When I first met my life partner over 30 years ago, it’s fair to say that she wasn’t a massive soccer fan. She liked watching the World Cup, certainly, and she knew enough about the Bundesliga to nurture a healthy dislike of Bayern Munich.

Soon, though, she resigned herself to being with someone who liked to spend midweek evenings watching European club tournaments. It didn’t take long for her to get hooked on the game (one of my lifetime achievements), but it was a struggle to explain over and again that these games involved three separate competitions.

Nonetheless, the definitions at that time were fairly simple:

The European Champions Cup: a competition for all the teams that had been champions of their domestic leagues the previous season.

The UEFA Cup: a competition for all the teams that had not been champions of their domestic leagues the previous season, but had come pretty close.

The European Cup Winners Cup: a competition for all the teams that had won their domestic cup competitions the previous season.
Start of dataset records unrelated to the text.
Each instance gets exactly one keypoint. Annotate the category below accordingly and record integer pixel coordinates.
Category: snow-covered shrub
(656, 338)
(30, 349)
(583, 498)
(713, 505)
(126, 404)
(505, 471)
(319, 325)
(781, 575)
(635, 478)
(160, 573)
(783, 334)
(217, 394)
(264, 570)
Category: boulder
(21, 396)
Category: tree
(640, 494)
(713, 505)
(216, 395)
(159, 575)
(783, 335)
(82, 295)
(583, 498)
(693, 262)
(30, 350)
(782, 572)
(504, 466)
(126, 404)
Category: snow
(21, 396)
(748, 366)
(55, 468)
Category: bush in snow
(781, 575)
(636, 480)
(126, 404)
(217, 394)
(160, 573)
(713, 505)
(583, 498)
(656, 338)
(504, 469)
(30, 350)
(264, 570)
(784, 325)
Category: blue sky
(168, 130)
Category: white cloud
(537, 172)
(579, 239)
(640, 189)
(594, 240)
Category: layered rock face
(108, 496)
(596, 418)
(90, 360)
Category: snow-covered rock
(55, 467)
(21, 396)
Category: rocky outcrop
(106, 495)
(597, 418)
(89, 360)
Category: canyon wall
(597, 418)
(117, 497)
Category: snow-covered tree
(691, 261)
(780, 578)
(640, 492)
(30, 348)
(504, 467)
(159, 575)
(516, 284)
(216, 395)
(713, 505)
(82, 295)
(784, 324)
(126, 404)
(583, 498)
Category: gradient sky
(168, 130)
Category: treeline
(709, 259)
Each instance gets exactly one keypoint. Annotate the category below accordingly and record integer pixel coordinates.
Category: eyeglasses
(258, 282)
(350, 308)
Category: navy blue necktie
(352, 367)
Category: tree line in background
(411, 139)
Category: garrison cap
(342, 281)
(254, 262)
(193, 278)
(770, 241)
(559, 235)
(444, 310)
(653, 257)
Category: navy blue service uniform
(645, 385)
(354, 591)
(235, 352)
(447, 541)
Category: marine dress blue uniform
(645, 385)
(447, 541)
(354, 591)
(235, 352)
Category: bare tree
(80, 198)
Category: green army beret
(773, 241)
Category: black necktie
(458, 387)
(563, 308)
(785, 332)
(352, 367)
The knockout format was also very simple. These were cup competitions, after all. Teams would play each other home and away, and the team that had scored the most goals progressed to the next round. If the scores were level, away goals or penalty kicks were the decider. The final was a one-off game at a neutral venue. Well, except for the UEFA Cup, which was played over two legs, home and away, just like in the previous rounds. I’ve no idea why. Still, it was cool that teams who made it all the way to the final got to play half of that final in front of their own fans (until it was also made a single game in 1998).